WebApp.connectHandlers.use(function attachUserToTheSession(req, res, next) {
    var userId = getUserId(req);

    if (userId && !req.session?.userId) {
        // Remove any stale sessions that carries the same user id
        // before attaching the user id to a new session
        Sessions.remove({"session.userId": userId});
        
        // Reference the user id on the session object 
        req.session.userId = userId;

        // Also reference the session id on the user object
        Meteor.users.update({_id: userId}, {$set: {sessionId: req.session.id}})
    }
    next()
  });

So in theory, the solution I came up with is correct, no?

Just to be clear guys, I’m trying to validate this solution according to the use case we’re currently facing which I explained earlier.

The application relies on fingerprinting to authenticate users devices so later on, the user can reuse the same device to login later on without having to re-enter his username/password. The issue at hand is that any slight change to the user’s device alters its fingerprint which renders this method completely obsolete.

rjdavid · December 13, 2023, 8:11am

This can help in your initial post to understand how you are using the app

minhna · December 13, 2023, 8:46am

I mean you’re trying to apply a complicated method/mechanism. I would try using existing/built-in Meteor features. Just need to create a Meteor method to validate secret and return the token. On the client side, you call the built in Meteor.loginWithToken methos.
It’s simple, easy to maintain.

minhna · December 13, 2023, 9:03am

import { Accounts } from 'meteor/accounts-base'

Meteor.methods({
// login with secret string
  async 'loginWithSecretString'({ secret}: { secret: string; }) {
    // you validate the secret string here

    // create resume token
    const token = Accounts._generateStampedLoginToken()
    debug('the token', token)

    // hash the token
    const hashedToken = Accounts._hashStampedToken(token)
    debug('hash stamped token', hashedToken)

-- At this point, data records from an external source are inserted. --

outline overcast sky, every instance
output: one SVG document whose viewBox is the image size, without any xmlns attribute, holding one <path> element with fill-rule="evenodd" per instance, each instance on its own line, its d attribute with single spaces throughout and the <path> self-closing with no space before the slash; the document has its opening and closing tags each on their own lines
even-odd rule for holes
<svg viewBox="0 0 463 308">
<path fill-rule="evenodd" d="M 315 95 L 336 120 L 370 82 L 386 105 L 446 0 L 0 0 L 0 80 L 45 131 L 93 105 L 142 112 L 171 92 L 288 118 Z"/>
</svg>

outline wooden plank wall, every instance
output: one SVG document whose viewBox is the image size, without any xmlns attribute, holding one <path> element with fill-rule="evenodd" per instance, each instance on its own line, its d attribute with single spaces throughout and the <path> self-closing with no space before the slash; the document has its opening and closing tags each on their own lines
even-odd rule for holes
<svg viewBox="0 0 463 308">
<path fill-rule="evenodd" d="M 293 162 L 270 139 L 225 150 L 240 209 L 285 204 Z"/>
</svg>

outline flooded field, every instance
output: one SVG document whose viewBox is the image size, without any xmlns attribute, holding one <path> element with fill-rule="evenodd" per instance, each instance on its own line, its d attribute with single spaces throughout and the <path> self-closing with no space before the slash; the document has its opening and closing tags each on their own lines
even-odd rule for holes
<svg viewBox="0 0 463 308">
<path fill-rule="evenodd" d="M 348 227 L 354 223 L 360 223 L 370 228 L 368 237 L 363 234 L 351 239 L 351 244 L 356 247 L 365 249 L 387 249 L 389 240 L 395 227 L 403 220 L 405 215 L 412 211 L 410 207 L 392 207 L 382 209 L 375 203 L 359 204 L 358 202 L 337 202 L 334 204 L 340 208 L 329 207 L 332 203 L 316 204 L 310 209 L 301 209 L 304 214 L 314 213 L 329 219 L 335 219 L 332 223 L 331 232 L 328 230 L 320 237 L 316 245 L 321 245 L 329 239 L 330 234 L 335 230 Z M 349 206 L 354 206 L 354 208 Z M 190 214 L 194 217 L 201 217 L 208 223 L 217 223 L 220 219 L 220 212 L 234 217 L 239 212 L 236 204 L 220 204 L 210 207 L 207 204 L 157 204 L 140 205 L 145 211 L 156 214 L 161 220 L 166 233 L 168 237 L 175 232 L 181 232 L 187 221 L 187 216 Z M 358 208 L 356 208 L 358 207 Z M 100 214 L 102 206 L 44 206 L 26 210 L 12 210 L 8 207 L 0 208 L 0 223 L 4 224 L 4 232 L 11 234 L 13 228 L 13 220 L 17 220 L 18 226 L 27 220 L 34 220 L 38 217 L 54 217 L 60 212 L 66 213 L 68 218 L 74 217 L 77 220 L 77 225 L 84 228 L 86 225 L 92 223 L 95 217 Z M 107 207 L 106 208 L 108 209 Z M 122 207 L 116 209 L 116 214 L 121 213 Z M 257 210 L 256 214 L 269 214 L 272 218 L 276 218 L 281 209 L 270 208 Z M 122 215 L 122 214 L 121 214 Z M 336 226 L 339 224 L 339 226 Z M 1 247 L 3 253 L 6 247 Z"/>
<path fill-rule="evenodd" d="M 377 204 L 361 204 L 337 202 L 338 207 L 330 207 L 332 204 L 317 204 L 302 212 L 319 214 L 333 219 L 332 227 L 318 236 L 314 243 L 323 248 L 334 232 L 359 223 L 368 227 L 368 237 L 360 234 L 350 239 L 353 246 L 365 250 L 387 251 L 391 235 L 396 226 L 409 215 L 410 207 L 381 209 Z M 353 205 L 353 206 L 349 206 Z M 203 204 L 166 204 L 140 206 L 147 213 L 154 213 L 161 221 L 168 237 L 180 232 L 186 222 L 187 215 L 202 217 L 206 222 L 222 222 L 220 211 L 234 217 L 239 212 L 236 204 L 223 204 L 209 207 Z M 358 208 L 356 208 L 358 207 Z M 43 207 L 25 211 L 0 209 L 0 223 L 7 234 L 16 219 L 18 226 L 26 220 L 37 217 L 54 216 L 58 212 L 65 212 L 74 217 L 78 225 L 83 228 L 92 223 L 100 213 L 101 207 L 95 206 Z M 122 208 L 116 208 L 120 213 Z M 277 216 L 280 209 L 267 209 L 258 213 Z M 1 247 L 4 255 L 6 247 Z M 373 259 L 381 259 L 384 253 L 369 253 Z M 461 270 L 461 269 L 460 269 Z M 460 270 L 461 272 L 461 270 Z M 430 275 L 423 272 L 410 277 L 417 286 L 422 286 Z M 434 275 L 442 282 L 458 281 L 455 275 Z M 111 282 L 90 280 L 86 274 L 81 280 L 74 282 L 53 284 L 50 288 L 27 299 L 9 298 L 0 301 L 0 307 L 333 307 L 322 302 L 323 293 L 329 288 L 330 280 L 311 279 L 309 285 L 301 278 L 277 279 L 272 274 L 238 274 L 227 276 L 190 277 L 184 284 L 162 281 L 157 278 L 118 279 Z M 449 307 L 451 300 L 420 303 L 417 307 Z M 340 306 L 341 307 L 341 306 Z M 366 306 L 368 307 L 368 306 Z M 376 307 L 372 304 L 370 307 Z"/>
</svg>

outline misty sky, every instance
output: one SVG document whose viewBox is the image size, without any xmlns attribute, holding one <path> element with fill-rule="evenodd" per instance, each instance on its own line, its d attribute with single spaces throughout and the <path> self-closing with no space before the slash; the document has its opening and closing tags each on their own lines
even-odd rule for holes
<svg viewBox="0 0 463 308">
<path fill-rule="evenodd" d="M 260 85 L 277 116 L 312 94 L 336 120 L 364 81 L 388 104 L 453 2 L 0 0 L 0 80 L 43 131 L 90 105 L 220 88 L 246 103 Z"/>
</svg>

    // insert hashed token to user.services.resume
    try {
      Accounts._insertHashedLoginToken(userId, hashedToken)
    } catch (error) {
      return { status: 'failed', message: `Inserting token error: ${error.message}` }
    }

    // finally return the token
    return token
  }

on the client side, you call the method

const result = await Meteor.callAsync('loginWithSecretString', { secret: 'SOME STRING' });
// check for error
// then call
Meteor.loginWithToken(result.token)

cormip · December 23, 2023, 7:53pm

I hope this isn’t something where you’re expecting a high degree of security. Typically, authentication is done using something you know (e.g. password) and something you have (e.g. a hardware key or biometric). Unless I’ve misunderstood, what you’ve proposed uses only “what you have” for authentication, so anybody with access to the device/browser would have access to the app.

Perhaps you should have a look at the WebAuthn API, which isn’t that difficult to implement and integrates just fine with Meteor.